Nie takiego zakończenia jesiennej części sezonu spodziewali się kibice Widzewa i PGE GKS. W ostatniej tegorocznej kolejce lider 2. Ligi bezbramkowo zremisował ze Stalą Stalowa Wola, a bełchatowianie w Częstochowie ulegli Skrze 0:1.
Do meczu ze Stalą podopieczni Radosława Mroczkowskiego przystępowali po serii czterech spotkań bez zwycięstwa. W tych meczach zdobyli tylko dwa punkty, więc nic dziwnego, że przed własną publicznością chcieli przełamać niemoc i zakończyć jesień wygraną. Chęć wygranej wzmagał fakt, że w pierwszej rundzie przegrali ze Stalą aż 0:3. Gospodarzom rewanż się jednak nie udał i po słabym występie musieli zadowolić się bezbramkowym remisem.

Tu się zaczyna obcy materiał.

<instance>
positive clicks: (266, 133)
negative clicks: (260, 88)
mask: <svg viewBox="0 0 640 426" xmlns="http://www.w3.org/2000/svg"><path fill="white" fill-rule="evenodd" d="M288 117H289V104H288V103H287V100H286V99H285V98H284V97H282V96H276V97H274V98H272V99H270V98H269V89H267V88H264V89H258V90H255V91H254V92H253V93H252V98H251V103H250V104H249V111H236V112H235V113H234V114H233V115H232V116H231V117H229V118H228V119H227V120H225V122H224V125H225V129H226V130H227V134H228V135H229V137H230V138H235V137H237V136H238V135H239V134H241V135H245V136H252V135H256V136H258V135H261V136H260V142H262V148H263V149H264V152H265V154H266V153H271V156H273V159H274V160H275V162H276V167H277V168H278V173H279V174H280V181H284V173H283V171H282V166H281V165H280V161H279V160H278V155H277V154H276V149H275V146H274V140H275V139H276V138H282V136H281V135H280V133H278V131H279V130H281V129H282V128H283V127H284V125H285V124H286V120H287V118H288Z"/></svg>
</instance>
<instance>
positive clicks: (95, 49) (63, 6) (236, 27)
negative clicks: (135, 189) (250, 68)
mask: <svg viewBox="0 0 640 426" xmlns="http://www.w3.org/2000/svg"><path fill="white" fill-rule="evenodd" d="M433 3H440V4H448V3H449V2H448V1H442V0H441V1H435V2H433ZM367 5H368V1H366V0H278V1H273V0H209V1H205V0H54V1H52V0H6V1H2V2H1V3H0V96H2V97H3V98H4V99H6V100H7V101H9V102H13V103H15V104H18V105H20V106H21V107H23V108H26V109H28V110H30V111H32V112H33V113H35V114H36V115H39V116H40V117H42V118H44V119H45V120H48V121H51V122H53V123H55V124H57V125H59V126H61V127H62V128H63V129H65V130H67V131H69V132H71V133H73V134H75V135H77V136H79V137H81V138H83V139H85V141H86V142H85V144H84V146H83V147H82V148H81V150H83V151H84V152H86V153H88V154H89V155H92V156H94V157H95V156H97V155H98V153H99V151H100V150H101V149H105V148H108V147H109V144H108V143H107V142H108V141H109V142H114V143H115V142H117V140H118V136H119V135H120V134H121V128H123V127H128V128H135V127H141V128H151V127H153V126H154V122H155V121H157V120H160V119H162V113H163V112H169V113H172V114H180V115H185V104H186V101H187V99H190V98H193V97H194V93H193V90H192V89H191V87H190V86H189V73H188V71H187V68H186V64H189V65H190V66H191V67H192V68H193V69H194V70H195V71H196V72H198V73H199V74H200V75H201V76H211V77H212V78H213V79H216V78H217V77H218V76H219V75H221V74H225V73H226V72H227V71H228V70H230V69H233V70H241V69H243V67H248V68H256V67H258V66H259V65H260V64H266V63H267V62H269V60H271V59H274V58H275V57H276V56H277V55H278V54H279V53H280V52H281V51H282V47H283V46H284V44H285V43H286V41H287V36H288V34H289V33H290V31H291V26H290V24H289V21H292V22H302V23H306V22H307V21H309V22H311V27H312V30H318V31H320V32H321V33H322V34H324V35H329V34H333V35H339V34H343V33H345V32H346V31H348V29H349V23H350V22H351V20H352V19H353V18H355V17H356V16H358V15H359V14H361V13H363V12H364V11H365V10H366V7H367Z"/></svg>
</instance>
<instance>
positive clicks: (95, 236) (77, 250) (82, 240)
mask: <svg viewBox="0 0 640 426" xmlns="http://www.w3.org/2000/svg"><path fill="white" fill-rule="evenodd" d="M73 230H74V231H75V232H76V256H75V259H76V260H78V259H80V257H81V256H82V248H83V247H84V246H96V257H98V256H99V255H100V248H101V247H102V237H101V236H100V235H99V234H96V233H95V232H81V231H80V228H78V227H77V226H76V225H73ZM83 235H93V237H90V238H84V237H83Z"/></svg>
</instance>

- Mamy szczęście, że zremisowaliśmy. Ten mecz pokazał, że gdy przychodzi zmęczenie, to trzeba je nadrobić umiejętnościami. A tych jest za mało. Mamy punkty i miejsce w tabeli, ale niewiele ponad to. Musimy szukać jakości, bo chcę, żeby moja drużyna stwarzała okazje i strzelała bramki - powiedział po meczu trener Mroczkowski.
W jeszcze gorszym nastroju kończył jesień trener PGE GKS Artur Derbin. Jego podopieczni w ostatnim tegorocznym meczu na sztucznej trawie przegrali w Częstochowie ze Skrą, tracąc gola w 78. minucie. - Ta porazka boli podwójnie, bo będziemy musieli z nią żyć przez trzy miesiące. Nie zaadaptowaliśmy się w optymalny sposób do gry na sztucznej nawierzchni i nie byliśmy sobą. Brakowało płynności w atakach, gdyż w pierwszym kontakcie mieliśmy problem z przyjęciem i podaniem. Paradoksem jest to, że gdy w drugiej połowie nasza gra zaczynała się poprawiać, to straciliśmy gola i przegraliśmy mecz - powiedział Derbin.

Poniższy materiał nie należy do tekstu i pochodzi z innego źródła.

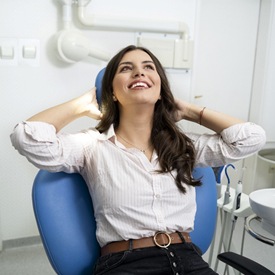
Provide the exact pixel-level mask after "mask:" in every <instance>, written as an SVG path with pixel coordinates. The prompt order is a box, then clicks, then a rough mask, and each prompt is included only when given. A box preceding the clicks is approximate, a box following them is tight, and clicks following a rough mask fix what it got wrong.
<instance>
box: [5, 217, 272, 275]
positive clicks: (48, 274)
mask: <svg viewBox="0 0 275 275" xmlns="http://www.w3.org/2000/svg"><path fill="white" fill-rule="evenodd" d="M242 228H243V222H242V221H241V220H240V222H239V221H238V223H237V226H236V229H235V231H234V235H233V239H234V240H235V242H237V243H238V244H239V243H240V240H241V236H242ZM219 233H220V231H219V229H218V230H217V236H219ZM216 243H218V242H216ZM217 246H218V245H216V248H215V249H214V254H213V255H214V257H213V263H212V268H214V266H215V256H216V253H217ZM237 246H238V245H237ZM236 249H239V248H238V247H237V248H236ZM244 255H245V256H247V257H248V258H251V259H253V260H256V261H257V262H260V263H261V264H263V265H264V266H266V267H267V268H269V269H270V270H272V271H273V272H275V261H274V255H275V247H272V246H268V245H266V244H263V243H261V242H259V241H257V240H255V239H254V238H252V237H251V236H250V235H248V234H246V236H245V246H244ZM208 256H209V253H206V254H205V255H204V258H205V260H206V261H208ZM218 273H219V274H221V275H222V274H224V264H223V263H219V264H218ZM0 274H1V275H54V274H55V272H54V271H53V269H52V268H51V266H50V264H49V262H48V259H47V256H46V254H45V252H44V249H43V247H42V245H41V243H36V244H31V245H28V246H22V247H12V248H7V249H5V250H4V251H2V252H1V253H0ZM229 274H230V275H233V274H234V275H235V274H238V273H235V272H234V271H233V270H232V269H230V271H229ZM227 275H228V274H227Z"/></svg>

Po 21. kolejkach Widzew ma na koncie 39 pkt. (jedno spotkanie zaległe) i o jeden wyprzedza drugiego w tabeli Radomiaka, który jednak dopiero w niedzielę rozegra ostatnie spotkanie. Trzecia jest Elana Toruń (36), czwarty PGE GKS (34), a piąty Górnik Łęczna (34).